Wednesday, June 29, 2011

A testimony to Black raspberries

Ok so at the young age of 26 (I am being sarcastic because this is silly), I finally had my first black raspberry; from my backyard! We've been waiting for the raspberries to ripen and this is their third year so it's our first kind of sizeable haul.

Mike likes to eat berries like a bear (get on his tiptoes and eat them straight off the vine). It's a sight I'll have to capture sometime. I picked for about 30 minutes, carefully avoiding prickers and bird netting, and got about 35-45 berries- just enough for us to chomp up for dessert.

If you haven't had fresh black raspberries: Plant some. Pick some. Eat some!



Saturday, June 25, 2011

Homeward bound

In Columbus, Ohio for the weekend visiting my parents and I brought along my grandma as well! Enjoying my stay- looking forward to checking out the Worthington Farmers Market and wondering if the "City Center" market is up and running yet? :)

Looking forward to making some homemade goodies for my mom & dad, who have a boot and a huge inflated arm, respectively, because of a biking crash. Also going to help my mom out in the garden- its about time the tables were turned! Usually they're such helpers to me and I'm looking to re-pay a small fraction of that :)

Need to update with pictures but I've canned 2 batches of strawberry jam already- its that time already! I hope to get it one more batch before strawberry season is over.


Wednesday, June 8, 2011

Asparagus, Onion, and Garlic scape Frittata

It may come as a surprise, but I'm kind of a picky eater. Most of it I attribute to trying something once when I was 8 years old, disliking it, and then refusing to try it ever again, on principle. I'm also stubborn, by the way :) So when Asparagus Season rolls around, I get creative. I am not a big fan of steamed asaparagus, asparagus in butter, etc. etc. but I DO eat asparagus if it's hidden semi-well, or chopped up into smaller pieces. Since our Farmers' Market opened in May, I have been coming up with Asparagus Hider recipes, including Asapargus Risotto and chopping up asparagus and putting it into my favorite potato salad recipe. It was time for a change tonight, so I decided to invent.

Have you ever made a frittata before? Maybe I'm weird, but I never have, and I really haven't eaten quiche or frittatas all that much. A co-worker brought in a wedge of homemade frittata today with what looked like asparagus and other deliciousness, and I decided to copy her. Maybe it wasn't so inventive but oh well.

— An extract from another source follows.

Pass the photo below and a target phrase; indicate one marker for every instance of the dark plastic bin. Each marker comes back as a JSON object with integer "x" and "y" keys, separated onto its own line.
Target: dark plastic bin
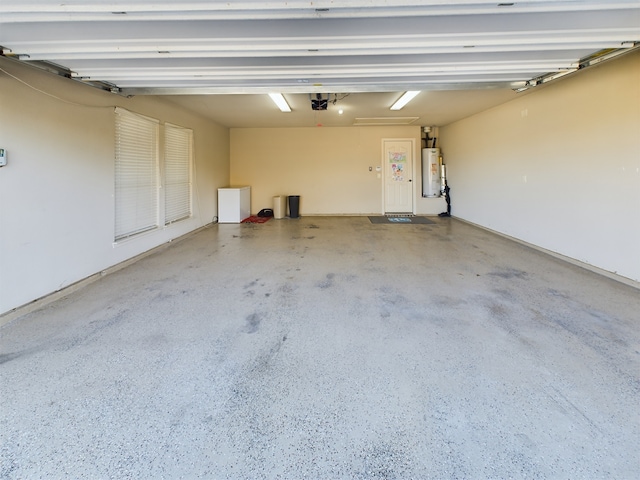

This is also an All-Local dish, which always put a feather in my theoretic cap. Storage onions, fresh garlic scapes and asparagus, oregano from my garden. The ginger isn't local, but you can't be perfect all the time!

Asparagus, Onion, and Garlic Scape Frittata

Ingredients:

6 eggs
6 stalks of asparagus
1 garlic scape (or 1 clove of garlic)
1/2 onion
oregano to taste
rosemary to taste
ginger to taste
1/2 tsp salt
1/2 tsp pepper

Pre-heat the oven to 375 degrees. While the oven heats up, chop up the asparagus into small pieces, halve the onion, take one half, and slice it length wise into small strips, and finely slice garlic scapes, or chop up garlic. Take a small frying pan, put it on the stove, and heat up a tablespoon of olive oil. Once it's going, add the veggies mixture, and cook for 5 minutes. Meanwhile, crack the eggs into a larger bowl, add oregano, rosemary, ginger, salt and pepper, and whisk until well mixed. Add the veggie mix into the egg mix, and stir them all together.

Get out a 8x8 baking dish or a 9" pie dish, and oil lightly. Pour the fritatta mixture into the pan, and pop into the oven for 30-35 minutes, until top of frittata is golden brown. Enjoy!